How much weight will a French cleat support? Planning on attaching a 48" shelf. The cleat will be made from MDF, but accepting suggestions there. Will be attached to studs 16" on center. Any experience with metal Z clips as an option? There will be some corbels at each end to help keep shelf from tipping forward.


----------



## GeorgeC (Jul 30, 2008)

The strength is directly proportional to the size of the boards used to make the clear. And how well you have the part on the wall fastened to the studs.


If the shelf is strongly fastened to its half of the cleat, the cleat will hold far more weight than you could reasonable place on one shelf.


You will be fastening to 4 studs.
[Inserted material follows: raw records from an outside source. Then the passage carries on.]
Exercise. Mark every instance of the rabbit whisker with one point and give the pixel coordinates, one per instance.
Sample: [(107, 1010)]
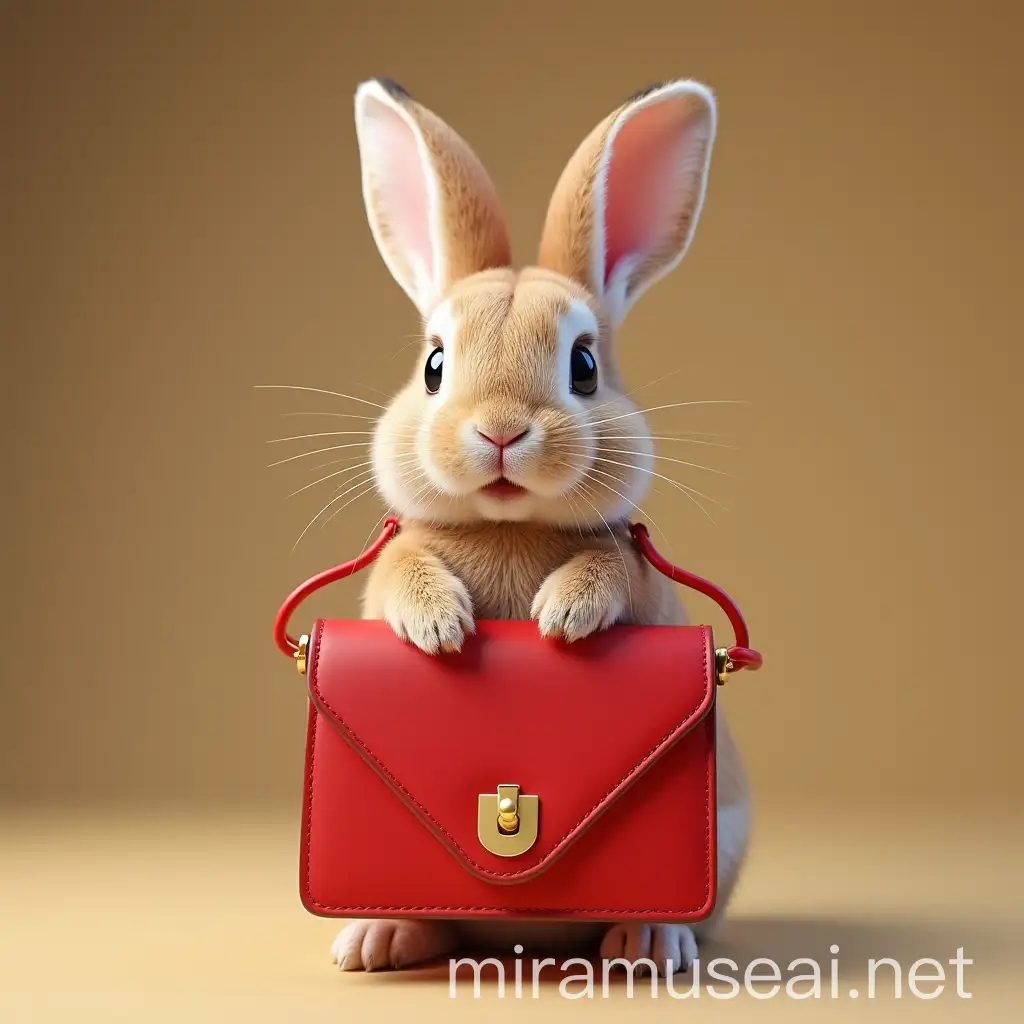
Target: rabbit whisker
[(675, 404), (344, 416), (337, 433), (688, 491), (681, 462), (363, 494), (320, 390)]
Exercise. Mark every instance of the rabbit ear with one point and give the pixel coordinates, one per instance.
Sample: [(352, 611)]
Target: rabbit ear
[(432, 209), (626, 207)]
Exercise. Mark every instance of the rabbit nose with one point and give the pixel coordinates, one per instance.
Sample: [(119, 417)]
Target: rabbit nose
[(503, 440)]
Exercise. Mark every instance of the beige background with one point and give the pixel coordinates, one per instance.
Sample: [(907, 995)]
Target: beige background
[(182, 221), (185, 222)]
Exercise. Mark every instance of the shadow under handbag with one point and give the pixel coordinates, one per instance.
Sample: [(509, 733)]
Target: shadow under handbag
[(520, 777)]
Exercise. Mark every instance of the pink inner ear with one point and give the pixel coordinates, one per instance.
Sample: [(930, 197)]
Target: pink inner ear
[(400, 183), (644, 182)]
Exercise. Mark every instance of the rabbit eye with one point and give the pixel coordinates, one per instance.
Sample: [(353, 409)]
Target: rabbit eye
[(584, 371), (432, 371)]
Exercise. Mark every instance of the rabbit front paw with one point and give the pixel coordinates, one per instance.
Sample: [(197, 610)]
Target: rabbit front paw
[(669, 947), (429, 606), (376, 945), (587, 594)]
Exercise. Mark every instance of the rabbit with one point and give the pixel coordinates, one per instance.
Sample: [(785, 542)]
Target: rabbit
[(498, 452)]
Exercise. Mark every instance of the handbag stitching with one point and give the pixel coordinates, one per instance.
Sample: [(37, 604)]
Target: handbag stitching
[(451, 839), (334, 908)]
You could probably make a setup that would hold 1,000 pounds.


George


----------



## difalkner (Nov 27, 2011)

I put a French cleat around the 3 available walls of our shop and I used 1x6's with 3" long screws into each stud. My guess is it will hold a LOT of weight.

David


----------



## Tool Agnostic (Aug 13, 2017)

I have been looking at French cleats as well. 

I would not use or recommend MDF for French cleats. I can think of several ways for them to fail, including giving them time under load. 

I plan to use hardwood boards for my French cleats, because they are stronger than plywood (even Baltic Birch). I just bought a few maple boards, but have not put them up.


----------



## difalkner (Nov 27, 2011)

You can see part of our French cleat in this photo. It's actually dead straight and level but the panorama photo makes it look a bit odd - 

Ferrari Red and Black French cleat - 








David


----------



## ortho1121 (Mar 29, 2016)

*follow-up*

Thanks for all the help. Any comments or experience with the various metal clips (Z clips) used for this purpose? They seem quite simple to use.


----------



## gj13us (Apr 19, 2016)

ortho1121 said:


> How much weight will a French cleat support?



How much weight do you need it to support?


----------



## ortho1121 (Mar 29, 2016)

Between 75-100 lbs.


----------



## FrankC (Aug 24, 2012)

A French cleat does not add any additional strength, it will hold as much weight as the fasteners in each half will support. It is basically a convenient way to hang something such as a cabinet or framed mirror on a wall.


----------